Directed By: Alankrita Shrivastava
After a long battle for the release of this ‘lady-oriented’ film as proclaimed by our beloved Central Board for Film Certification (CBFC), Lipstick under My Burkha released on Friday with an ‘A’ certificate, a few bleeps here, and a few cuts there.
But right off the bat, I will say that the battle and the wait, both, were worth it. Set in Bhopal, it chronicles 4 middle class women who all have different wants – the want to start a business, to work outside of home, to sing and emulate the clothing styles of her American pop idols, to attend swimming classes, and so on. Then there are the reasons why the movie was termed “women’s fantasy above life”, as in the things that cannot be realistically achieved – the desire for sexual and other kinds of freedoms and liberties of their own bodies and minds. This may come in the form of wearing jeans, reading erotic novels, or going to a party and smoking and drinking; which were not only shown to be the ways to freedom, but personal choices that the individuals made.
The larger and previously untouched point in the realm of Hindi movies is made here; that women also have desires (even sexual (!)) and that in our society, which is only inclusive but not limited to, a ‘certain community’, these desires are brutally supressed, mocked, or not even acknowledged. Each woman’s story is unique but the common thread exists in the form of real life societal blockages that stop them from achieving any fantasy they dare to dream about.
This was a movie that did not force women to start a revolution and overthrow the patriarchy. Instead, it left an ambiguous ending. Nothing in the ‘audio pornography’ or the scenes is something that most adults with internet connections have not seen or heard. Then what was the controversy for? I believe the answer lies in what one of the characters asks in the film, ‘Hamari azaadi se aap itna darte kyu hain?’ (Why are you terrified of our freedom?). I guess that’s also why some men in the movie hall laughed at the dramatic, definitely not comedic, scenes and made innuendos loudly – fear is often repressed with laughter and the female perspective being shown on the screen had to be repressed, made powerless with louder laughs to underscore its importance. This experience itself was a good case for why such films need to be made.
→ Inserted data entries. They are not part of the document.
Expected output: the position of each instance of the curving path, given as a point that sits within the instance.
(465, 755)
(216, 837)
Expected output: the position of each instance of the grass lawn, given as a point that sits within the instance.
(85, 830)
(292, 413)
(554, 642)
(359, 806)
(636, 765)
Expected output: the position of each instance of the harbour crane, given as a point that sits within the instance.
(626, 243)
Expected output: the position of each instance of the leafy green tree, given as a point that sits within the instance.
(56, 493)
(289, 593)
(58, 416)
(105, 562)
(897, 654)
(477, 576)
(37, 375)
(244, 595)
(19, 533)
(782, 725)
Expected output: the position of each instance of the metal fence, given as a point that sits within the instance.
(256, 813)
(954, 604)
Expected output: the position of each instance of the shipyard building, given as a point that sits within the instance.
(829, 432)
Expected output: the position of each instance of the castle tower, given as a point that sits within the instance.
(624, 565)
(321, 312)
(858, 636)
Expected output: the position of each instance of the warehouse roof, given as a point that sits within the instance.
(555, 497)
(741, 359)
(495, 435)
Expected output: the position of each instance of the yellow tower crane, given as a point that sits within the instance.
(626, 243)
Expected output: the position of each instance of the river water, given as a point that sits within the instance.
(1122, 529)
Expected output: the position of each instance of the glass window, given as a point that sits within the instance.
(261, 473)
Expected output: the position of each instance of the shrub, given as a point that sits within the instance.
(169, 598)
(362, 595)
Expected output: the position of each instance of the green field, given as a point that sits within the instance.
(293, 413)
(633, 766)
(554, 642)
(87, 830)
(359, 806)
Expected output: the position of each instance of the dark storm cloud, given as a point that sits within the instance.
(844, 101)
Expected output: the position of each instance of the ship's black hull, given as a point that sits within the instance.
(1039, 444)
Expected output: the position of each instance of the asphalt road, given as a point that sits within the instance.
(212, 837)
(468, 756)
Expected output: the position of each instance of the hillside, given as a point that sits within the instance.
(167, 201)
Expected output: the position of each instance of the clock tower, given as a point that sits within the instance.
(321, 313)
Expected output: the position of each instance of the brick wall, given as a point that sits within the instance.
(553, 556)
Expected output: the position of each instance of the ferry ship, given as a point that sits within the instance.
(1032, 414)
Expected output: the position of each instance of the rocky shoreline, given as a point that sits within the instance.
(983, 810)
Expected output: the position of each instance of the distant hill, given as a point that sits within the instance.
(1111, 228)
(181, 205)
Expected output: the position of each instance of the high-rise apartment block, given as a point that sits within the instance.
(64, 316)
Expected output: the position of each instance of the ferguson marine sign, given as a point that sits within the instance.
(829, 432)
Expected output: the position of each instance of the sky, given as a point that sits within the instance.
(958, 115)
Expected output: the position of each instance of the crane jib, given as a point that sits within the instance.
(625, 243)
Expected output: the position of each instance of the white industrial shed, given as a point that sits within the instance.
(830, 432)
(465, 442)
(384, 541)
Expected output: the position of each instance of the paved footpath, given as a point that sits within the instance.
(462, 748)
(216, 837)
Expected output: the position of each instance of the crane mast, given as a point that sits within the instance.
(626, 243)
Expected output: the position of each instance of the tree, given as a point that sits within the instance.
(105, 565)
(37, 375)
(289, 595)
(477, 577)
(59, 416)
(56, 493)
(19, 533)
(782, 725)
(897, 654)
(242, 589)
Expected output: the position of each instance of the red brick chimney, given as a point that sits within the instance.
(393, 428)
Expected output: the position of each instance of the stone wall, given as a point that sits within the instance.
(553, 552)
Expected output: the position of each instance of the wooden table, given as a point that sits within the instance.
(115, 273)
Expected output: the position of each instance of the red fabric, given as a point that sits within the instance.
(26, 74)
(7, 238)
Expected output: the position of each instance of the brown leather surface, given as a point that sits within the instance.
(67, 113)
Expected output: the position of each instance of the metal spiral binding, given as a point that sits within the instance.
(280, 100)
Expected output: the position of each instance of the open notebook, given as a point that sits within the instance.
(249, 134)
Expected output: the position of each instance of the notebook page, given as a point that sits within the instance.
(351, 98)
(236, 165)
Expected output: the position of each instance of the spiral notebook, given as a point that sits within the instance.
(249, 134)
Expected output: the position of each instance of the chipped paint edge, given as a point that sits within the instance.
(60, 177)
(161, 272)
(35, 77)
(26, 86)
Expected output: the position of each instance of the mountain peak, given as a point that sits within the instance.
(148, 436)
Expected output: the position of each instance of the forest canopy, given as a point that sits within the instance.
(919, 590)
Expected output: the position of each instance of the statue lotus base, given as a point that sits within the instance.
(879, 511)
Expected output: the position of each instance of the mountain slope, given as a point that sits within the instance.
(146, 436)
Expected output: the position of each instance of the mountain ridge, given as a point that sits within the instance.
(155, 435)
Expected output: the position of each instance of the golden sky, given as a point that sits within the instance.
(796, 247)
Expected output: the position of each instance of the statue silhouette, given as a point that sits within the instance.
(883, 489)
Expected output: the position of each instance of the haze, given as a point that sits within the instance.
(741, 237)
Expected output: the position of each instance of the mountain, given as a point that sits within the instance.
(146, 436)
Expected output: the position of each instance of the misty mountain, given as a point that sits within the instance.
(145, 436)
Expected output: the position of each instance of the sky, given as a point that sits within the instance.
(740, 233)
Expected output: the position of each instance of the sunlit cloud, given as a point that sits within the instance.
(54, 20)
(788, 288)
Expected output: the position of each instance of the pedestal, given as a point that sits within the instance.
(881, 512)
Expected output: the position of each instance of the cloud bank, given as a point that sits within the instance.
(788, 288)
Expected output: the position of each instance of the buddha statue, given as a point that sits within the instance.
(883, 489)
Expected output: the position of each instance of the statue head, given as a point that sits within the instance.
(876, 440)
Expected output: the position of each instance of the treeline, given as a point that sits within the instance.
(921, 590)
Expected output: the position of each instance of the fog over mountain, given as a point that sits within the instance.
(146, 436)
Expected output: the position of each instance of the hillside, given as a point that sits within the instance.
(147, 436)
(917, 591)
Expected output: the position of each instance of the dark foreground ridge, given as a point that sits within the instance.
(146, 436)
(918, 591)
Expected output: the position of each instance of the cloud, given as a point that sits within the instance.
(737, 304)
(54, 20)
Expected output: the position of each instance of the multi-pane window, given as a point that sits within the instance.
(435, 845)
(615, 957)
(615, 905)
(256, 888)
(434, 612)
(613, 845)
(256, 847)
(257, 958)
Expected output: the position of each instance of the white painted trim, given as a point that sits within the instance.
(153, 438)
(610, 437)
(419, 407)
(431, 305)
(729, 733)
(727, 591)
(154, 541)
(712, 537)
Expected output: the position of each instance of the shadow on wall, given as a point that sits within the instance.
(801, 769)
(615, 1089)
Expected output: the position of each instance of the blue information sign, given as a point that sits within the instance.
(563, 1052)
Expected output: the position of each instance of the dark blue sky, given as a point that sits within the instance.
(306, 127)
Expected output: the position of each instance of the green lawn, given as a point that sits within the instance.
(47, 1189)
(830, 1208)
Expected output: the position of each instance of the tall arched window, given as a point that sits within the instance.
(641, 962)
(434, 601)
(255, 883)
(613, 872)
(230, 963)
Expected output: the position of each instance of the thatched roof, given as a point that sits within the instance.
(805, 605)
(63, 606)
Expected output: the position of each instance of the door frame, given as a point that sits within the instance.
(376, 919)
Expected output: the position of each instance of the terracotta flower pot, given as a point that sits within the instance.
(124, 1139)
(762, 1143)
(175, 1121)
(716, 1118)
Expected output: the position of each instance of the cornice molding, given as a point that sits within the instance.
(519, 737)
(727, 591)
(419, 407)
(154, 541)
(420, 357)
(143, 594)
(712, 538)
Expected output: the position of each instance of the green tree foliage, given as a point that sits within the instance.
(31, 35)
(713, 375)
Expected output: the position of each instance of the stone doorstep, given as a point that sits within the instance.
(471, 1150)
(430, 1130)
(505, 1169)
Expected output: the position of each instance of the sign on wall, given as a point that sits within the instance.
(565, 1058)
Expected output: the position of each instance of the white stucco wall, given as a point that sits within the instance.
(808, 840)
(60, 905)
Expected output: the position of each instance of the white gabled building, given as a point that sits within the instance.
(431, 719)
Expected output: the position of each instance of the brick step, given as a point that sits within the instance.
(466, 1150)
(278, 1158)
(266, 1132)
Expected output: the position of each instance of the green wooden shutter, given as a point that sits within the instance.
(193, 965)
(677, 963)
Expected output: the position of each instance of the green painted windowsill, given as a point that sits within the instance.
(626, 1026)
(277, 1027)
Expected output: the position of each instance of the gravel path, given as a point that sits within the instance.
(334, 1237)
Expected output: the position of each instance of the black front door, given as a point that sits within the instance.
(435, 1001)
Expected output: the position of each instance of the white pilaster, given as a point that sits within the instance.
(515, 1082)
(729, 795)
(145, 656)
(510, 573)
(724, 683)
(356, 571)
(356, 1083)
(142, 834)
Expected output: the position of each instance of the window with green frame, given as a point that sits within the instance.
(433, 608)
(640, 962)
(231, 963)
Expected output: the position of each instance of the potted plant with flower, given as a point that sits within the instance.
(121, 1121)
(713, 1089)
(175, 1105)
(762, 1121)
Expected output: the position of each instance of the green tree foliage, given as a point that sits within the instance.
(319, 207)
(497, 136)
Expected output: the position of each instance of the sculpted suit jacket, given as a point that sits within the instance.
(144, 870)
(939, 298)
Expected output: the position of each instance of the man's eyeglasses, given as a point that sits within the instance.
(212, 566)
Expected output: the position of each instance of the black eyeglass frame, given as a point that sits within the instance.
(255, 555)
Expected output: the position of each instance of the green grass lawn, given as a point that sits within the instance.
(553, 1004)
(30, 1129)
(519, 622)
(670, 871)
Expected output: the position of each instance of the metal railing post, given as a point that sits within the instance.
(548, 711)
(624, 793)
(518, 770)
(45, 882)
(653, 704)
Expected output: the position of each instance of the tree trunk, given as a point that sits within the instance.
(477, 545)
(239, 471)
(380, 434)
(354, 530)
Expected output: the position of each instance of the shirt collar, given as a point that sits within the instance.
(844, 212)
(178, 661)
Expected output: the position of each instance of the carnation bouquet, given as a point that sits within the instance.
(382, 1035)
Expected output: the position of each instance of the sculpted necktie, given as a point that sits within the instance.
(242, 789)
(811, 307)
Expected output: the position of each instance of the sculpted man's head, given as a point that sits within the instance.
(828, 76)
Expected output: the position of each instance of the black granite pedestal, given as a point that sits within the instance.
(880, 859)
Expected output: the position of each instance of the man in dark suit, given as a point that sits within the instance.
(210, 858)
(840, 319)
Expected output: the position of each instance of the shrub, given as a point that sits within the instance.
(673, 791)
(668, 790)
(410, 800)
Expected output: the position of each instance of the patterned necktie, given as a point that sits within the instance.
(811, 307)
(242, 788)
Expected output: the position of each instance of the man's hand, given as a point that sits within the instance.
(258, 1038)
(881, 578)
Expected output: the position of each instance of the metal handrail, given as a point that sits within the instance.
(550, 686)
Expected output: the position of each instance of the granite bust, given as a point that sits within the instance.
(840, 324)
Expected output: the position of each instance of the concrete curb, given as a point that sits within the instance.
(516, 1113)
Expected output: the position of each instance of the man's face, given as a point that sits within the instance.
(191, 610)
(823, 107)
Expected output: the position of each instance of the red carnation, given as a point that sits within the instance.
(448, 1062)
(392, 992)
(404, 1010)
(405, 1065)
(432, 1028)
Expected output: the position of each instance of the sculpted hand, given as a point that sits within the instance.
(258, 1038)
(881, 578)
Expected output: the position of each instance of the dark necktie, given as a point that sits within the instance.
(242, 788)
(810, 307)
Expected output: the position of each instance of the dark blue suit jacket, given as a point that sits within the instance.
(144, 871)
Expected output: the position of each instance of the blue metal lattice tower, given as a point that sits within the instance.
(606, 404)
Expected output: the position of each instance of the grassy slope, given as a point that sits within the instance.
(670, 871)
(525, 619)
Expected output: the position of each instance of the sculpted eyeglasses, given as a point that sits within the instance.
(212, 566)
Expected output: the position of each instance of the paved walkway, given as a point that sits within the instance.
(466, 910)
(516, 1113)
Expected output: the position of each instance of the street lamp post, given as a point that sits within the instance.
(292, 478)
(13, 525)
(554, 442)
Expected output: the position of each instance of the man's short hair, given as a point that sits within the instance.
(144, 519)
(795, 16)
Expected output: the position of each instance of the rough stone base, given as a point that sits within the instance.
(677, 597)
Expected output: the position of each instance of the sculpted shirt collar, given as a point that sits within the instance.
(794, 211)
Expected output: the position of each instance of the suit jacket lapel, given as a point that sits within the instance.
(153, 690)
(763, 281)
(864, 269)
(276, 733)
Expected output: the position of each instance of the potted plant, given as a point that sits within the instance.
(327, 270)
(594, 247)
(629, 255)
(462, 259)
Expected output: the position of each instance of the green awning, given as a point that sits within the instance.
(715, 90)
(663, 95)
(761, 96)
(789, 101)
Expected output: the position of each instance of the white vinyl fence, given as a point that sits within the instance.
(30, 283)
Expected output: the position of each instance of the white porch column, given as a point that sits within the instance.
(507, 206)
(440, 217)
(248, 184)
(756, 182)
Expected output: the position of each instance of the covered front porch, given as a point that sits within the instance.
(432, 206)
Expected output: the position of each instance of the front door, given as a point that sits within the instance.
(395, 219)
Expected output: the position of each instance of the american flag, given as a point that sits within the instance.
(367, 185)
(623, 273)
The portrayal of the everyday lives of these women shifted with ease from poignant scenes that are accompanied with tears and frustrations at denial of freedoms; to comic scenes and those of enjoyment, with a lovely background score and songs that adds a nice touch to these moments. Konkona Sensharma and Ratna Pathak Shah sink completely into their characters, expectedly, and newcomers Aahana Kumra and Plabita Borthakur match them with their acting prowess. The women shine bright with their complex characters that battle inner turmoil and the fight against the reality of their situations. Revealing greater details about the plot will result in spoilers that will dim the experience of watching the film first hand, which I believe should be done as soon as you can. Do it purely for the song Le Li Jaan, which basically serves as the spirit of the movie with its peppy music and the following sombre lyrics, ‘Le li Le li jaan jaan jaan jaan, bina pooche haye haye’ (‘they took our lives without asking us).